The United States and its European allies, it appears, would
welcome some kind of negotiated settlement as long as Western face is saved by
Assad stepping down. Turkey, which is
facing a growing Kurdish calamity and has probably had a bellyful of its Syrian
adventurism, would probably agree. And,
as noted above, Qatar has a post-Assad electoral agenda based on its MB assets.
However, Prince Saud has drawn the line in the sand,
indicating that Saudi Arabia is optimistic about a scenario of total regime
collapse—and a subsequent political endgame in which Saudi allies occupy a
privileged and protected position in the new power structure instead of getting
massacred by a tag team of threatened Sunni citizens and the newly “democratic”
Syrian army.
If Turkey and the western powers feel compelled to clean up
the mess after Syrian regime collapse, the Saudi position seems to be, they are
welcome to send in an occupying army--Saudi Arabia certainly won't. This is something that the United States, EU,
and Turkey are probably equally loath to commit to, for reasons beyond the quite understandable "the last thing we need is another Middle East military quagmire" concerns..

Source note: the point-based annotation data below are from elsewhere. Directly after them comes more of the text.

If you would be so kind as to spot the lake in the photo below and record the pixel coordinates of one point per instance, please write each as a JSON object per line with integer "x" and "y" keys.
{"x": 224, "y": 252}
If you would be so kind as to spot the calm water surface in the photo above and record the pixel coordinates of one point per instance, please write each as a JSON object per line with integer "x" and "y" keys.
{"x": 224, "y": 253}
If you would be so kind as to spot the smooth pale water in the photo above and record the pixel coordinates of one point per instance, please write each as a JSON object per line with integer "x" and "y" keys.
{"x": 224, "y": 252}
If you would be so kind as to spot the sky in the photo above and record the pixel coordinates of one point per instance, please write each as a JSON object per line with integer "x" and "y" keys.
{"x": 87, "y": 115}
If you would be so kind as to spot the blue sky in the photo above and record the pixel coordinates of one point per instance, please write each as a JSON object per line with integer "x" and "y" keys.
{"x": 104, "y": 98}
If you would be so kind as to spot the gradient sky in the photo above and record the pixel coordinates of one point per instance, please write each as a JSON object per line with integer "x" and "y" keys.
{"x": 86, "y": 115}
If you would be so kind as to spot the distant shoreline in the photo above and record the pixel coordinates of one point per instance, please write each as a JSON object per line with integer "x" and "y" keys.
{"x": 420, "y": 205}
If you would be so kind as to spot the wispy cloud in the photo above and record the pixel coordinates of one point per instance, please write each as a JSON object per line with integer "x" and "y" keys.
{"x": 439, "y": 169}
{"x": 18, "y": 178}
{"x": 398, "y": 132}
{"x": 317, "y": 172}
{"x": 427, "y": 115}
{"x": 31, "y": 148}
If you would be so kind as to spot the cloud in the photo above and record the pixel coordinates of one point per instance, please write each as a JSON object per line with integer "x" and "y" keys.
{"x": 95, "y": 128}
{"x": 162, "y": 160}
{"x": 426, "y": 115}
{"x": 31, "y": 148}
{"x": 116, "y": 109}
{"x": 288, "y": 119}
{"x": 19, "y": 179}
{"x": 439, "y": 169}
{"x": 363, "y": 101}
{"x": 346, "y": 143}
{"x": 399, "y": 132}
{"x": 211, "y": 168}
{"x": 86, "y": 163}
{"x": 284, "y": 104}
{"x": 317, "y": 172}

The unwillingness of the anti-Assad coalition to encourage, enable,
and validate the Saudi strategy by implying any intent to commit forces to restore
order and nationbuild after a regime collapse—as much as fear of an eventual
Syrian quagmire—probably accounts for the western squeamishness about threatening
armed intervention in anything more than the most toothless and abstract terms.
However, Prince Saud's statement indicates that potential trauma of a post-Assad failed Syrian state--in which disciplined fundamentalist local and jihadi fighters have the
potential to play an important role despite their smaller numbers-- is unlikely to deter Saudi Arabia from its regime collapse strategy.
And, after years of ostentatious vilification of Assad—and,
I suspect, a callous willingness among Obama administration realpolitik
practitioners to advance anti-Iran rollback notwithstanding the consequences
for the Syrian people—the United States lacks the political will to demand a
negotiated settlement of Assad—or of its allies in the anti-Assad coalition.
Saudi Arabia, by its intransigence—and,
possibly through sustained, sub rosa support for religiously fundamentalist
fighters, foreign and domestic, inside Syria—holds a de facto veto on
the policy position of the anti-Assad powers and the future of Syria itself.